Average people do better. Period. Says TheEditor and adds that, for this statement, average is up to 120.
Argue with TheEditor. Prove TheEditor wrong.
One of the recurring themes in education and later working life is what to do with the highly talented, the very intelligent. It is a topic TheEditor finds interesting and sad at the same time.
Because so much rides on it and because it is so abused. The abuse, we hate to say this, comes mostly from the political right, like the Daily Telegraph quote in our post "Alien ice".
There have been decades of debates about how to measure intelligence in the first place, and we won't discuss that here. Whatever the number for you or someone you know is: it is a hugely powerful label. This post was triggered by another instance of such a discussion in the German media.
It makes parents proud, sad or even angry, it can determine what you do in highschool (advanced placement or not), it may be the difference between a great college and a community college. It may make the difference between life and death to an inmate on death row in some US states.
"Coming out" with your IQ -- if you are a male -- may not be as fraught as coming out with your correctly measured penis length but emotionally it is not that different, claims TheEditor.
The weight of this intellectual credit score is such that it can drive you crazy. Letting it all hang out is not a good idea unless you are at a meeting of smarty pants MENSA folks, but guess what, they do not let it hang out. In other social settings, people will try to pin a number on you in different ways. In the US, with a lot of college admission tests, those will be used, especially if you did not go to an ivy league school. For the latter, smarter than average used to be implied before George W. Bush. fried his brains.
In your standard run of the mill society, material wealth is frequently associated with high intelligence, meaning that in the eyes of the Torygraph and others being poor becomes a synonym for not being smart.
The only accepted exceptions are scientists, including the "nice but socially inept" nerds, and "bona fide" artists.
Wealth can be a shield (I may not be as smart as Stephen Hawking, but look at my wealth), and IQ with or without attached education can be a crutch (I have no money, but at least I am smarter than Double-you).
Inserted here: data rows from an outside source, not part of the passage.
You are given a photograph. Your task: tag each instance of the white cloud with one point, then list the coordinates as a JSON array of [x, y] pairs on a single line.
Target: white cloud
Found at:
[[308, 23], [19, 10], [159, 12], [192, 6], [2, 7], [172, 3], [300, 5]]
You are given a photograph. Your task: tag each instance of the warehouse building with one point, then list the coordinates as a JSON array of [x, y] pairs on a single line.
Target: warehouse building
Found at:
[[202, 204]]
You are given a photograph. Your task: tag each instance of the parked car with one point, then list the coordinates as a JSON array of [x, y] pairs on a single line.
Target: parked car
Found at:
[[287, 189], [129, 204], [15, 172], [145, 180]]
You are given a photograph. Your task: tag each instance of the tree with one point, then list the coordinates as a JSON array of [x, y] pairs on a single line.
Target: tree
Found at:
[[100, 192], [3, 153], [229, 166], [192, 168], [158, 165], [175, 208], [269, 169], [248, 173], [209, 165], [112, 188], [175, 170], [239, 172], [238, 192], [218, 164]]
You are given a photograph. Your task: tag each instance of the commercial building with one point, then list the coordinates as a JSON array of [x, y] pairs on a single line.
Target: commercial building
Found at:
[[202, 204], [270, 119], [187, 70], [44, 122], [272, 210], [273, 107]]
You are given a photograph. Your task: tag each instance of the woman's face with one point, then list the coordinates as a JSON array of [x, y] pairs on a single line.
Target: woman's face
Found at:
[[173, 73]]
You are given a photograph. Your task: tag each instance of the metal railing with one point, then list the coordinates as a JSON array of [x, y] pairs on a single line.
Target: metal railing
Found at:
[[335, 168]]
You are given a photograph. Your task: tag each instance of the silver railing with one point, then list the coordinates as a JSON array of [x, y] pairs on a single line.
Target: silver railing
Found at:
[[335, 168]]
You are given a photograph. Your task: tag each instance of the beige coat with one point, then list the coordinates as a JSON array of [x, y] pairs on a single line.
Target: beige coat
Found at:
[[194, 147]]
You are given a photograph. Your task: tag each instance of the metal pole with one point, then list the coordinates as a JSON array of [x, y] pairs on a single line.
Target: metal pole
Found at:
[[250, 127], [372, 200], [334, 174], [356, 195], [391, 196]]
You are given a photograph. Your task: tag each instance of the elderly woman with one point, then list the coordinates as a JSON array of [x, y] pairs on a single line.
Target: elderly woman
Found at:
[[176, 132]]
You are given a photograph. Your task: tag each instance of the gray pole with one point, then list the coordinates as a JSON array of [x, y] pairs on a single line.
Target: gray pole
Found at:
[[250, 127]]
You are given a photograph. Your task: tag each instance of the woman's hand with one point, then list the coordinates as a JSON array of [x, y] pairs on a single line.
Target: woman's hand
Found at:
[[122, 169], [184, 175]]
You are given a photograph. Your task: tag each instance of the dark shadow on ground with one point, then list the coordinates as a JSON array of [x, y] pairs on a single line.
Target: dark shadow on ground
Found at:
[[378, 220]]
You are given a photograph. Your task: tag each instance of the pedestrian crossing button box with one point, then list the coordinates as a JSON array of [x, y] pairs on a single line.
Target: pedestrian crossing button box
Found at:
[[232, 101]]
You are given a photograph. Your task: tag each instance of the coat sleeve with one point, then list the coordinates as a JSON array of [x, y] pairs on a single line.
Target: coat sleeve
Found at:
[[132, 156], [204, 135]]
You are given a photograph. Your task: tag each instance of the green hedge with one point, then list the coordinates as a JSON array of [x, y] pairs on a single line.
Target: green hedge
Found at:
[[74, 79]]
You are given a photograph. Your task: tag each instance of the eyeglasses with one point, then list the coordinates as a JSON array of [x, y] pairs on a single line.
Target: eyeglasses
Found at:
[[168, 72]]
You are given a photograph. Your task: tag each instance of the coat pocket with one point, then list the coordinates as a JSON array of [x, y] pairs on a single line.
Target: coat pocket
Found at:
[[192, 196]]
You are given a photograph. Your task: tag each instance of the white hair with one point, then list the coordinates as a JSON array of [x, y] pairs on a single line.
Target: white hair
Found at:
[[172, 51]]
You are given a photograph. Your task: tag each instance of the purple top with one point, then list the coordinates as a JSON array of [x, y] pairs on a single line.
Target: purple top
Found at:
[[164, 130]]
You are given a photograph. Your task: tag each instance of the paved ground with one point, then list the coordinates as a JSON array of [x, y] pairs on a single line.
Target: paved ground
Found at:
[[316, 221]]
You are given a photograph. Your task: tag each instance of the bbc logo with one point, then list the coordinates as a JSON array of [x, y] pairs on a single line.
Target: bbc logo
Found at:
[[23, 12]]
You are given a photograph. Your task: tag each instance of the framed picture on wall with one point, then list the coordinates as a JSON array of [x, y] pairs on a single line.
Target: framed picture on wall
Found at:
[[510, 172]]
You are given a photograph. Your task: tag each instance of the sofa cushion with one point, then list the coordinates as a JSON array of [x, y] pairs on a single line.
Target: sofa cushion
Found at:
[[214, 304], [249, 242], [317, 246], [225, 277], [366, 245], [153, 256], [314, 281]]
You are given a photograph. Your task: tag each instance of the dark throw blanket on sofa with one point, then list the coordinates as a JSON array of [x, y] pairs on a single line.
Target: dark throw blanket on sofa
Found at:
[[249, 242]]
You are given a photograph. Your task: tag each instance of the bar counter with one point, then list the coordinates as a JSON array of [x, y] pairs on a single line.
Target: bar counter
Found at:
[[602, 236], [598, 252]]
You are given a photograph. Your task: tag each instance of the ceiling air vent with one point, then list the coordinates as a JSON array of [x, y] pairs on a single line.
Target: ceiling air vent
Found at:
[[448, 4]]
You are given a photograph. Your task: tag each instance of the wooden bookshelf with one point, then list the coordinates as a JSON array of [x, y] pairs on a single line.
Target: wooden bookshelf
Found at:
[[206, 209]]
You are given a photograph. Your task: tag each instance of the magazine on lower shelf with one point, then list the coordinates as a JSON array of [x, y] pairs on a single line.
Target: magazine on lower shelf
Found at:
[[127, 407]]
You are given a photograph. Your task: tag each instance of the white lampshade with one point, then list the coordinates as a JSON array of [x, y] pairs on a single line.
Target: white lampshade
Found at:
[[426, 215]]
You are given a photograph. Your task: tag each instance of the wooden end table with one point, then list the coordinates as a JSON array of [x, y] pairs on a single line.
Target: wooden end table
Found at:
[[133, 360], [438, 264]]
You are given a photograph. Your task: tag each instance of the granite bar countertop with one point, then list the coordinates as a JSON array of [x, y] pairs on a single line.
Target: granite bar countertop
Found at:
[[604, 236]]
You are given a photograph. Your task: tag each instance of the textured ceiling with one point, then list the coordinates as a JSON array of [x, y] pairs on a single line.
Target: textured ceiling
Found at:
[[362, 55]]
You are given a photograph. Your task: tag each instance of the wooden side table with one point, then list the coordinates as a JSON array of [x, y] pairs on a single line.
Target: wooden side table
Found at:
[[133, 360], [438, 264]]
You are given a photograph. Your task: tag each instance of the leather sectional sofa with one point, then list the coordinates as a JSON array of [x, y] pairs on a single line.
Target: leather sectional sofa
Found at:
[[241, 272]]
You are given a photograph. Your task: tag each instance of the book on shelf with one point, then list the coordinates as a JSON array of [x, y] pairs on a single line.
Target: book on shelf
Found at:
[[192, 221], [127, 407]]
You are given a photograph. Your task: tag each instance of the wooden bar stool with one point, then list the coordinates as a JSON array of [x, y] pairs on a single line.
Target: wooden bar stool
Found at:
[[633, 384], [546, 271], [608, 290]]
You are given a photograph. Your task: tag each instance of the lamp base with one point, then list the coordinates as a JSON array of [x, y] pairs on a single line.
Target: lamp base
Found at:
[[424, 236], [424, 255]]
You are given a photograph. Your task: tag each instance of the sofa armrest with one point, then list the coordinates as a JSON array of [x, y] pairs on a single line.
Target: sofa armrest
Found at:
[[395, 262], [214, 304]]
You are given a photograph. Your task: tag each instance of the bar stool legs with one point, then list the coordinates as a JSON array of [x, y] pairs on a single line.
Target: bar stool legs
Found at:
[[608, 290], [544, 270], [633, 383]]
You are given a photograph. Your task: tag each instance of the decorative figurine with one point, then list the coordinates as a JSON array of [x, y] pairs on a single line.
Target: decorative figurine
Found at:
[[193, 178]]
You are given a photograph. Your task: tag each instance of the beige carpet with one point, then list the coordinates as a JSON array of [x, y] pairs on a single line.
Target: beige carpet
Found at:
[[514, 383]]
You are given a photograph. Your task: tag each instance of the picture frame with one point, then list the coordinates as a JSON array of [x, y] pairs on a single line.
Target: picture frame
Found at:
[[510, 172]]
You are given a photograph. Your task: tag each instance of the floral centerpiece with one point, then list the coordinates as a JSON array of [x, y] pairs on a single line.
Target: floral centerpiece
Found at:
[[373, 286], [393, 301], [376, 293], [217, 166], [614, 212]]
In Germany, the topic of K-12 schools and "intelligent" students has a darker side. Not only in some discrimination against K-8 and K-10 students but also in the term "Abituriot" (a combination of the K-12 degree "Abitur" and "Idiot) used against the K-12ers.
If you are in the US, you may find employers trying to pin the number on you in interviews using "brain teasers" or tests based on the various ATs. Once your workplace folks believe you are smart, you'll find snickering if you make a dumb mistake. Or you may find your boss getting hostile if you deflect their inquest -- if that deflection is successful, you may have proven to him or her that you are "dangerously" intelligent.
Anyway, after this laundry list of real or imagined issues, why do average people do better on average?
Because being average means that many more people understand you. Not just what you say, even more importantly, more people understand your behavior and your actions and reactions.
TheEditor is fine with being average in a society of average people, by average people, and for average people, because we can admire the cooler folks, yet have have unlimited supplies of politicians, bankers and celebs as targets of satire.
[Update] A friend of the K-landnews requested "one more thing": Even though a few of us are working for evil empires like Hewlett Packard's greed squad or Deutsche Telekom, the overwhelming majority of us is trying to make the little rock a bit more liveable for all creatures.